Comment 2 Francois Palin 2022-09-07 14:01:05 UTC
There seems to be a correlation in time when an rsync operation gets executed [1], the loss of dpdkbond0 (see ref [1] in this BZ Description above),
and ovs-vswitchd.log messages "Unreasonably long XXXXms poll interval" [2]

[1] 
Aug 31 05:26:46 my-customer-host-name dockerd-current[11351]: + rsync -a -R --delay-updates --delete-after --exclude=/etc/puppetlabs/ --exclude=/opt/puppetlabs/ --exclude=/etc/pki/ca-trust/extracted --exclude=/etc/pki/ca-trust/source/anchors --exclude=/etc/pki/tls/certs/ca-bundle.crt --exclude=/etc/pki/tls/certs/ca-bundle.trust.crt --exclude=/etc/pki/tls/cert.pem --exclude=/etc/hosts --exclude=/etc/localtime --exclude=/etc/hostname /etc /root /opt /var/www /var/spool/cron /var/lib/config-data/neutron
Aug 31 05:27:16 my-customer-host-name dockerd-current[11351]: ++ stat -c %y /var/lib/config-data/iscsid.origin_of_time

[2]
ovs-vswitchd.log:2022-08-31T05:25:46.611Z|1639463|timeval|WARN|Unreasonably long 6006ms poll interval (1ms user, 1ms system)
ovs-vswitchd.log:2022-08-31T05:25:53.837Z|01979|timeval|WARN|Unreasonably long 2026657399ms poll interval (7440ms user, 148678ms system)
ovs-vswitchd.log:2022-08-31T05:26:12.439Z|1639555|timeval|WARN|Unreasonably long 1181ms poll interval (0ms user, 1ms system)
ovs-vswitchd.log:2022-08-31T05:26:17.407Z|1639558|timeval|WARN|Unreasonably long 1215ms poll interval (1ms user, 1ms system)
ovs-vswitchd.log:2022-08-31T05:26:39.830Z|1639570|timeval|WARN|Unreasonably long 1089ms poll interval (2ms user, 1ms system)
ovs-vswitchd.log:2022-08-31T05:26:52.265Z|02021|timeval|WARN|Unreasonably long 58428ms poll interval (0ms user, 5ms system)
ovs-vswitchd.log:2022-08-31T05:32:30.725Z|02142|timeval|WARN|Unreasonably long 337802ms poll interval (26ms user, 0ms system)

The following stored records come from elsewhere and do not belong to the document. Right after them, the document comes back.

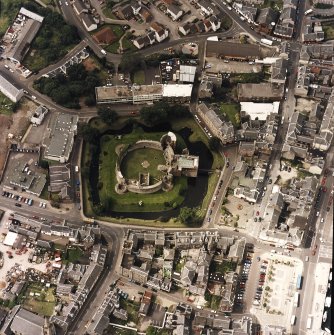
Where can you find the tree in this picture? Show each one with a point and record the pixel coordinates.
(88, 133)
(155, 114)
(107, 115)
(189, 215)
(90, 100)
(130, 63)
(44, 164)
(214, 143)
(150, 330)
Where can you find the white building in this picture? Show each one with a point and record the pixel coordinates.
(259, 111)
(9, 90)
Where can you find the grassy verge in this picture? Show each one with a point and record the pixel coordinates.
(43, 303)
(108, 159)
(139, 77)
(108, 13)
(129, 201)
(127, 44)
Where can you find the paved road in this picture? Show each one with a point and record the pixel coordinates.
(114, 238)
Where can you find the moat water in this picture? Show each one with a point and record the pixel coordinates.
(197, 187)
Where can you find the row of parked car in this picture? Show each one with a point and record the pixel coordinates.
(243, 279)
(261, 282)
(17, 197)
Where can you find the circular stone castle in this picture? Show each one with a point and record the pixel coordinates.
(175, 165)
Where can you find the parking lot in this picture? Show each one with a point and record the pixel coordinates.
(217, 65)
(273, 294)
(20, 260)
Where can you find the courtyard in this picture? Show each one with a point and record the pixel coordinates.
(276, 305)
(142, 161)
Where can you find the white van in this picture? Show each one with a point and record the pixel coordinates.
(309, 322)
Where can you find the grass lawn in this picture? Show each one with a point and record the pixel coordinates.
(231, 112)
(129, 201)
(6, 105)
(73, 254)
(329, 31)
(113, 48)
(127, 44)
(108, 13)
(132, 308)
(139, 77)
(44, 303)
(132, 163)
(118, 31)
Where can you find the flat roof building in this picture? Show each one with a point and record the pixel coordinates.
(260, 92)
(21, 34)
(221, 49)
(259, 111)
(143, 93)
(9, 90)
(62, 128)
(20, 176)
(27, 323)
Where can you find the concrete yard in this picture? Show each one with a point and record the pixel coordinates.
(279, 308)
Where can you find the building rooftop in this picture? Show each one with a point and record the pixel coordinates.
(8, 89)
(27, 323)
(227, 49)
(259, 111)
(260, 91)
(177, 90)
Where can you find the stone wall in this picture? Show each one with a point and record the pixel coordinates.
(136, 188)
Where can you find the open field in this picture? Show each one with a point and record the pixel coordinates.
(135, 162)
(129, 201)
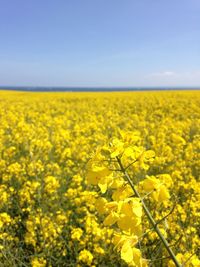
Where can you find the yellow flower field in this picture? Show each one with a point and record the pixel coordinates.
(59, 207)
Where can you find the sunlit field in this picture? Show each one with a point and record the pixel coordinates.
(60, 207)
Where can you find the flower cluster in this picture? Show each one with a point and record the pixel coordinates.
(54, 214)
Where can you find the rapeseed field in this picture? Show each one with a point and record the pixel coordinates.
(69, 165)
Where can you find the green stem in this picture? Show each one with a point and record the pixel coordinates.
(151, 219)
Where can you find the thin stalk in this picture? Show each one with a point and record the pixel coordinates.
(149, 216)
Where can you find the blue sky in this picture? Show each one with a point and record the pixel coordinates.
(100, 42)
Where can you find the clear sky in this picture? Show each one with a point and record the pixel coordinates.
(100, 42)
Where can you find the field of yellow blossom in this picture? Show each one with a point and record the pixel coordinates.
(60, 207)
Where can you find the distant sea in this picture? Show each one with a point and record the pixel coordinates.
(92, 89)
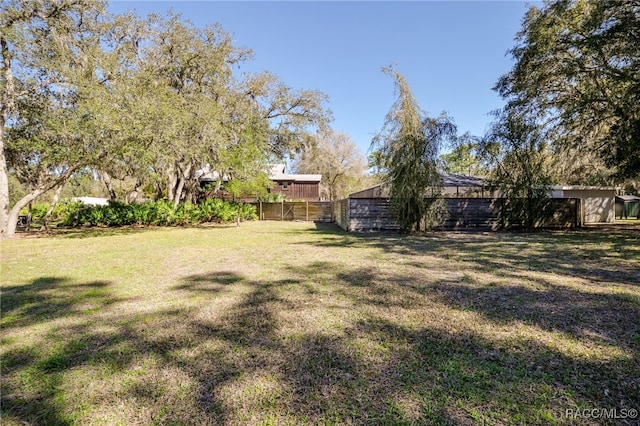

ovs-vswitchd.log:2022-08-31T16:01:26.011Z|1647624|timeval|WARN|Unreasonably long 1241ms poll interval (1ms user, 0ms system)
ovs-vswitchd.log:2022-08-31T16:01:53.389Z|1647701|timeval|WARN|Unreasonably long 1009ms poll interval (2ms user, 0ms system)
ovs-vswitchd.log:2022-08-31T16:02:17.189Z|1647709|timeval|WARN|Unreasonably long 1856ms poll interval (1ms user, 1ms system)
ovs-vswitchd.log:2022-08-31T16:02:59.896Z|1647720|timeval|WARN|Unreasonably long 1334ms poll interval (2ms user, 0ms system)
ovs-vswitchd.log:2022-08-31T16:03:25.215Z|1647724|timeval|WARN|Unreasonably long 3445ms poll interval (2ms user, 0ms system)
ovs-vswitchd.log:2022-08-31T16:04:08.779Z|1647733|timeval|WARN|Unreasonably long 1320ms poll interval (1ms user, 2ms system)

ovs-vswitchd.log:2022-08-31T17:13:01.105Z|1648508|timeval|WARN|Unreasonably long 1090ms poll interval (3ms user, 0ms system)
ovs-vswitchd.log:2022-08-31T17:13:45.898Z|1648518|timeval|WARN|Unreasonably long 2951ms poll interval (1ms user, 0ms system)

Comment 3 Francois Palin 2022-09-07 14:37:50 UTC
Log messages mentioned in comment #2 (ovs-vswitchd.log messages "Unreasonably long XXXXms poll interval")
are most likely a consequence of losing dpdkbond0 rather than the cause,
if we go by [1] and [2] below.

[1] https://access.redhat.com/solutions/4898121

[2] https://bugzilla.redhat.com/show_bug.cgi?id=1809363

Comment 9 Elvira 2022-09-12 14:02:49 UTC
Moving to NFV team as this does not seem to be directly related to Neutron. Please reach back if there's any problem, thanks!

Comment 15 Lon Hohberger 2023-07-11 20:01:49 UTC
OSP 13 was retired on June 27, 2023. As this was resolved by a knowledge base article, no further action is planned on this issue at this time.